De uil is door Hals waarschijnlijk pas later aangebracht en slaat mogelijk op het oud-Nederlandse gezegde “Zoo beschonken als een uil“.
De schatrijke Cornelis Tetroode kocht brouwerij de Vergulde Leggende Bastaert Pijp en vermoedelijk ook de kroeg Bastaert-pijp. In deze kroeg werkte Malle Babbe. Frans Hals schilderde Malle Babe ergens rond 1630 en 1633. Frans Hals woonde aan de Bakenessergracht, op een steenworp afstand van de brouwerij De Vergulde leggende Bastaert Pijp van Tetrode.

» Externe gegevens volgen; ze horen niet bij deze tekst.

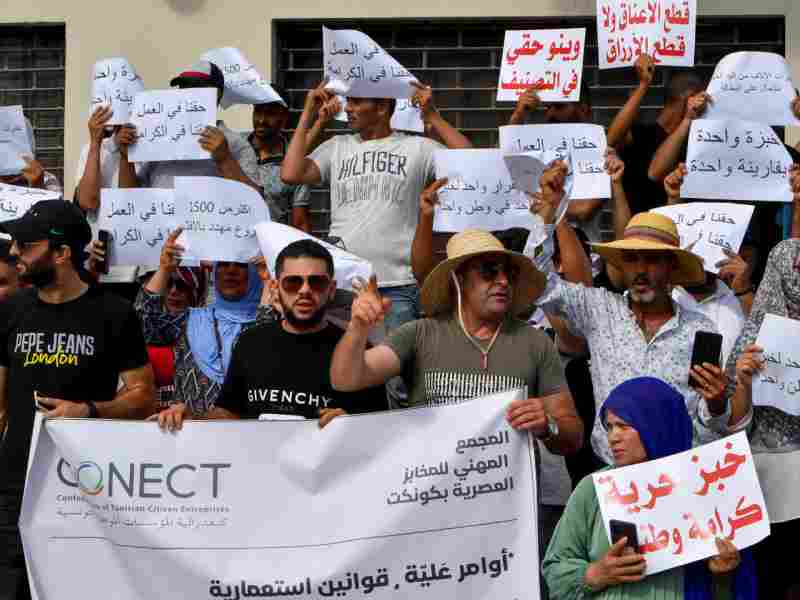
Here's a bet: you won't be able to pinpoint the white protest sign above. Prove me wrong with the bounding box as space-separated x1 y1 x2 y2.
597 0 697 69
201 48 286 108
0 183 61 222
322 27 417 98
703 52 800 125
89 58 144 125
500 123 611 200
753 314 800 416
652 202 754 273
497 29 586 102
20 391 540 600
175 177 270 262
256 222 374 290
0 106 33 175
97 188 180 266
592 432 770 575
681 119 792 202
128 88 217 162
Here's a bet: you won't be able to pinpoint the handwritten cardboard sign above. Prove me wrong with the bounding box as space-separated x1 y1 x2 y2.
497 29 586 102
202 48 286 108
0 106 33 175
128 88 217 162
704 52 800 125
597 0 697 69
97 188 180 266
500 123 611 200
89 58 144 125
322 27 417 98
653 202 755 273
753 314 800 416
592 432 770 575
681 119 792 202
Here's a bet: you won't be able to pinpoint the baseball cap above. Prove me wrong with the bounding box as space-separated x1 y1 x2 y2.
169 60 225 90
0 200 92 250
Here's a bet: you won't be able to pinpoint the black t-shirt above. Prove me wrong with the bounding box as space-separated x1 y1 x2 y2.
620 123 669 216
216 323 388 419
0 287 148 495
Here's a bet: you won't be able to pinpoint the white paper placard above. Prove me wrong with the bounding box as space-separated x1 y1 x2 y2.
128 88 217 162
497 29 586 102
681 119 792 202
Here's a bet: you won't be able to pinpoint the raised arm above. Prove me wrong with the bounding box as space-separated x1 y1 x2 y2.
608 54 656 148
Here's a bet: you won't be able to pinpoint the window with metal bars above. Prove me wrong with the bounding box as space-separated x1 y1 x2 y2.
0 25 65 185
272 16 786 239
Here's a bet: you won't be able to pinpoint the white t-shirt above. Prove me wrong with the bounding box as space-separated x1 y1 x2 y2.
672 280 747 365
309 131 444 287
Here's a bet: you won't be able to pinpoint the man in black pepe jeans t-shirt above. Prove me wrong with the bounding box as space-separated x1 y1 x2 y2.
159 239 388 430
0 200 155 600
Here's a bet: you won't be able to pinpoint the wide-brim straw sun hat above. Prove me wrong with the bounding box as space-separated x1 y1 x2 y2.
592 212 706 285
421 229 547 317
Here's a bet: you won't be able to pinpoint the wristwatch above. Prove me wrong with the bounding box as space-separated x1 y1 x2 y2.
536 415 558 442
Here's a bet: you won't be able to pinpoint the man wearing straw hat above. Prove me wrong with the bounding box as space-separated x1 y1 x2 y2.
533 164 752 464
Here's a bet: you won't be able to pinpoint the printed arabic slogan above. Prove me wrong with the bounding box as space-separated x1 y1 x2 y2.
20 390 540 600
500 124 611 200
0 106 33 175
753 314 800 416
97 188 180 266
497 29 586 102
597 0 697 69
704 52 800 125
128 88 217 162
653 202 755 273
89 58 144 125
592 432 770 575
681 119 792 202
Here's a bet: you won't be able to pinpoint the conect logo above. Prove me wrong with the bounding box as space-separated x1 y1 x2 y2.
56 458 231 499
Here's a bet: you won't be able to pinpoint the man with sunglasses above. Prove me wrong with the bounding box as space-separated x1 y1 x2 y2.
159 239 386 430
0 200 155 599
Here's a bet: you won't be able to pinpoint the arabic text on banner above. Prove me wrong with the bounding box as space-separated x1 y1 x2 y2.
20 390 539 600
592 432 770 575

Malle Babbe was zelf niet zo onder de indruk van het schilderij. `Een uil op m`n schouder? Ik ben toch geen heks?`.’De uil is het symbool van wijsheid’, zou Frans Hals haar hebben gezegd. (Uit De zoon van Malle Babbe van Gouden Griffel-winnaar Frank Herzen – 1999) Of dit ook daadwerkelijk heeft plaatsgevonden valt niet te achterhalen.